Similar variables exist for others. Have a look at the scripts in /usr/ports/Mk/.


----------



## kenyloveg (Aug 2, 2011)

Hi, SirDice
 Thanks for your reply.
What i can do now is to install all of these software/dependencies by portmaster, then make sure the version is the latest one, otherwise i have to start over:

install latest version one by one, to avoid dependencies, start from software with less dependency.
modify .mk files under /usr/ports/Mk/, then portmaster
Is there anyway for me to choose which version during portmaster finding different version of dependencies?
Guess not......i can live with this......


----------



## SirDice (Aug 2, 2011)

kenyloveg said:
			
		

> 2. modify .mk files under /usr/ports/Mk/,


Do NOT modify any of those scripts! It will break the entire ports system!



> Is there anyway for me to choose which version during portmaster finding different version of dependencies?

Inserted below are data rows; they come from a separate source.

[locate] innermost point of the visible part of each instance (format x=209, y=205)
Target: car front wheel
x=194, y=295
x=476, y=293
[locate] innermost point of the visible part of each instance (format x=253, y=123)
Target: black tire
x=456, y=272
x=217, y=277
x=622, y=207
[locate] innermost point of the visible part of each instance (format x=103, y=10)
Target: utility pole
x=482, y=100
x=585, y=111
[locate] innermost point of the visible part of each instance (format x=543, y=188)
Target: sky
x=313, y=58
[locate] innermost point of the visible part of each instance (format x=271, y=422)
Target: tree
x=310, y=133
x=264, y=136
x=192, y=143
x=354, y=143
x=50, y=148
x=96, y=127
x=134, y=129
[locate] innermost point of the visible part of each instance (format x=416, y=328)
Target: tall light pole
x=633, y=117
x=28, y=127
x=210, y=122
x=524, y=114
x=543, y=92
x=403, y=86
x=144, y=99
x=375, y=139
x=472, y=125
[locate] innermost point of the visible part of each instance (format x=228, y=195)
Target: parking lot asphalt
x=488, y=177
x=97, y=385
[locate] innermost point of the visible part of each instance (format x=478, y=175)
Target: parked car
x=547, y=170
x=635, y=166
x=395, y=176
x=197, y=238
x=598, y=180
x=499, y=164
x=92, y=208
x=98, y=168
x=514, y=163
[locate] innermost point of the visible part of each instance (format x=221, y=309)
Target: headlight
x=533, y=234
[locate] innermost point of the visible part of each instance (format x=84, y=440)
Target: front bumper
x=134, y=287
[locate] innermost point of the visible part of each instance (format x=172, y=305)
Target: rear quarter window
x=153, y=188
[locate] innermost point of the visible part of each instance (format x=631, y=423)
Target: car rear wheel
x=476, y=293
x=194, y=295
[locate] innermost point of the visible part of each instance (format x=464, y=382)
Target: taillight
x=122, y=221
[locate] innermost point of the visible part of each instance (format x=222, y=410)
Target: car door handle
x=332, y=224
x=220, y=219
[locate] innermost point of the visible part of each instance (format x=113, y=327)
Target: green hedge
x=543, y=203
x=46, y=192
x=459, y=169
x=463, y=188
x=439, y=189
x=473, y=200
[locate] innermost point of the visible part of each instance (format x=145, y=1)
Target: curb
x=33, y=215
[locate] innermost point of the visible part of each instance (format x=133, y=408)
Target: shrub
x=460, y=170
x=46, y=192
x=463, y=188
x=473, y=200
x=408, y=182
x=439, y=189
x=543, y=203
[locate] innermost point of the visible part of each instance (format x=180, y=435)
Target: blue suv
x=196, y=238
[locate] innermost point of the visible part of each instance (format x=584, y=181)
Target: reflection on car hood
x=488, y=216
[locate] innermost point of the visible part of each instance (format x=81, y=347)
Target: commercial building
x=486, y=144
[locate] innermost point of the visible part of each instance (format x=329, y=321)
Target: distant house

Yes, you set them, like the examples I gave you for MySQL and PostgreSQL, in /etc/make.conf.


----------



## kenyloveg (Aug 10, 2011)

Hi, SirDice
 There is no such /etc/make.conf file, where should i find it?
Thanks.


----------



## kenyloveg (Aug 10, 2011)

ok, i figured that i need to make  a new one...
http://www.freebsd.org/cgi/man.cgi?...ion=0&manpath=FreeBSD+8.2-RELEASE&format=html


----------